Of the myriad of tasks set to you by the townsfolk, a remarkable amount of them are actually entirely unrelated to golf. You may be asked to run around a course to prove your speed, or you may have to hunt down five young turtles and return them to their home in the water. Completing these tasks will reward you with a small wad of money along with experience points. Level up and you’ll be given the opportunity to improve your golfing abilities. It’s rather shallow in comparison to other RPGs, but it works very well in the context of a golf simulator – I believe anything more complex might actually turn some people off.

Naturally, you’ll find the bulk of your time spend with Golf Story will be on the course. The gameplay mechanics are relatively straightforward for the most part, similar to the Mario Golf series. The golf swing itself is initiated in a simple three-step sequence: press A to start the swing; press A again to set the power: press A for a final time to finalise the swing. Of course, you can adjust your swing in a number of ways, including fine-tuning the power for a more accurate shot, and adding topspin or backspin to your shot. It works incredibly well and there are actually some impressive physics on display. My only concern is that it can be difficult to discern how much of a slope is on the green, leading me to miss some otherwise straightforward putts (or maybe I’m just bad at it!).

golf story 2

Aside from the main story mode, you’ll find a Quick Play mode that you can access from the beginning with either one or two players. This is quite simply a barebones round of golf, although you can adjust the difficulty from the slope of the green to the strength of the wind. Additionally, much like the story mode, there will be additional hazards such as little critters littering the course that will steal your ball and plonk it in a bunker if you hit it in their vicinity. It’s equally hilarious and frustrating.
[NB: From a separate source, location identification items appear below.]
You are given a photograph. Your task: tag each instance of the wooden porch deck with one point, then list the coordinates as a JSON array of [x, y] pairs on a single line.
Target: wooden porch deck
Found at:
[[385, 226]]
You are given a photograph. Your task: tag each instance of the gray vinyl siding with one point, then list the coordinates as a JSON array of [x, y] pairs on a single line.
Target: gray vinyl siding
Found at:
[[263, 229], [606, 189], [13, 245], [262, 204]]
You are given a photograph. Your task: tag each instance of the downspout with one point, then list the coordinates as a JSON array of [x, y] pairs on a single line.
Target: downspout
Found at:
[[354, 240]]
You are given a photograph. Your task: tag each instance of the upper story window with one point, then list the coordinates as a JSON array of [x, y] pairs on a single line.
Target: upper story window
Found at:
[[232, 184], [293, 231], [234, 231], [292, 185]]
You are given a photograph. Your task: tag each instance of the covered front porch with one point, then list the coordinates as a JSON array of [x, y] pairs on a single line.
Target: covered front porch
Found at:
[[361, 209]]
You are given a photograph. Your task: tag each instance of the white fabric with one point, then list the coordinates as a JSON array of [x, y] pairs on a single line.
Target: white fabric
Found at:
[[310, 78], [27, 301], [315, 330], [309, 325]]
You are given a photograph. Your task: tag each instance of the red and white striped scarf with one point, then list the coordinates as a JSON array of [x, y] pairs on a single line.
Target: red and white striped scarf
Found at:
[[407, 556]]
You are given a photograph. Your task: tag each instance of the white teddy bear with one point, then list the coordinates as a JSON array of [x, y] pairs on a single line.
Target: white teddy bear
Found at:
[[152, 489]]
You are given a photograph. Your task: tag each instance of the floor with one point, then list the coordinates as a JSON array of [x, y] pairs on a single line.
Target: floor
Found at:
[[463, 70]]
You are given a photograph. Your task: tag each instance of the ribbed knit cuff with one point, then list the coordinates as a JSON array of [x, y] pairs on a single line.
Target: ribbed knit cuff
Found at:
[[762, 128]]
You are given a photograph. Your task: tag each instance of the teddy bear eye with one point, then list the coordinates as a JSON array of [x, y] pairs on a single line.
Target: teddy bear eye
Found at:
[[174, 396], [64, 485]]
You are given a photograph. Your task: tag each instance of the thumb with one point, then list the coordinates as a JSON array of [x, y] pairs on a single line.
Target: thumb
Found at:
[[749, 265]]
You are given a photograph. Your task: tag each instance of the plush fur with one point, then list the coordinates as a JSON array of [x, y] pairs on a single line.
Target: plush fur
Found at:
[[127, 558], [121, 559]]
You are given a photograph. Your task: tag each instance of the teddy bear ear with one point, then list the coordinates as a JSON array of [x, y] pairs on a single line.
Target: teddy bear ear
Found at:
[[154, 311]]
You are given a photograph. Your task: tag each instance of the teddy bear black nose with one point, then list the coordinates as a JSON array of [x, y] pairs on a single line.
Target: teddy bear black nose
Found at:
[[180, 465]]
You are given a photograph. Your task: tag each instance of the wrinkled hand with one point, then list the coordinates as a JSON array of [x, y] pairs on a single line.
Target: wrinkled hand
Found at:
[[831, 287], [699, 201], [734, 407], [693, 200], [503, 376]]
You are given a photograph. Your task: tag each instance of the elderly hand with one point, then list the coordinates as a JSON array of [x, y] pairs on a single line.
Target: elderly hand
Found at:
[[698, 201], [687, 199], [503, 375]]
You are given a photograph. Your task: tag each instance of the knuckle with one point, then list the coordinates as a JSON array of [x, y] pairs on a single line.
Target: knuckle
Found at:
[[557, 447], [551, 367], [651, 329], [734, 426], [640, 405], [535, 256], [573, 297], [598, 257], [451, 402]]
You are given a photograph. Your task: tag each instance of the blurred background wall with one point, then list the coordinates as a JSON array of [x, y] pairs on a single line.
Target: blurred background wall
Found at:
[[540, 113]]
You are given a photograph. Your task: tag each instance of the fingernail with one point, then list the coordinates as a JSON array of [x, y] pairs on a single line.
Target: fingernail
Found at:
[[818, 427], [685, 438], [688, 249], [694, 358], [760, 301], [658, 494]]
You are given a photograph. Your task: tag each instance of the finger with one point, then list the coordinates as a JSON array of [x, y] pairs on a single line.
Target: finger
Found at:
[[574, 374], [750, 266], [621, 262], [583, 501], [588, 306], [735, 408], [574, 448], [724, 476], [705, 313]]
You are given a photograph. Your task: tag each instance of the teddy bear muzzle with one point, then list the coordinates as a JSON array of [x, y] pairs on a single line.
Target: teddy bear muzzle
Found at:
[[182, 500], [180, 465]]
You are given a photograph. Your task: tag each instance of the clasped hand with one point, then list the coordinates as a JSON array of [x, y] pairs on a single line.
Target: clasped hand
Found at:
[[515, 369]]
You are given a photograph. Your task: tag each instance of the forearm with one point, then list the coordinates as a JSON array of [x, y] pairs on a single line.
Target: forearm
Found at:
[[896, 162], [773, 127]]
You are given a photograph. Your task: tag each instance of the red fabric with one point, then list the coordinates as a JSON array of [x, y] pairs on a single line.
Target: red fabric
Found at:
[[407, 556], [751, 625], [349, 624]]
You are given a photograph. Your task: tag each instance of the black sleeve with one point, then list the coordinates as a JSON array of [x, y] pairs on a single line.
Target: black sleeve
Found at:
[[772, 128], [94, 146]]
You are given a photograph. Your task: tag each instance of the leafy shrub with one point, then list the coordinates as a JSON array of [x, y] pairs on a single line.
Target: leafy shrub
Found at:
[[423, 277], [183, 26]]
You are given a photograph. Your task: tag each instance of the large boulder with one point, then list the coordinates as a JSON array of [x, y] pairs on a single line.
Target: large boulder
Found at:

All in all, Golf Story is a surprisingly robust indie title boasting addictive gameplay and one of the most well written scripts I’ve seen in years. You’ll frequently find yourself grinning from ear to ear at some of the humour on display, and the actual golf mechanics are so pure and straightforward that even those of you who find golf to be abhorrent can have a lot of fun with the main story mode. A very well executed game indeed.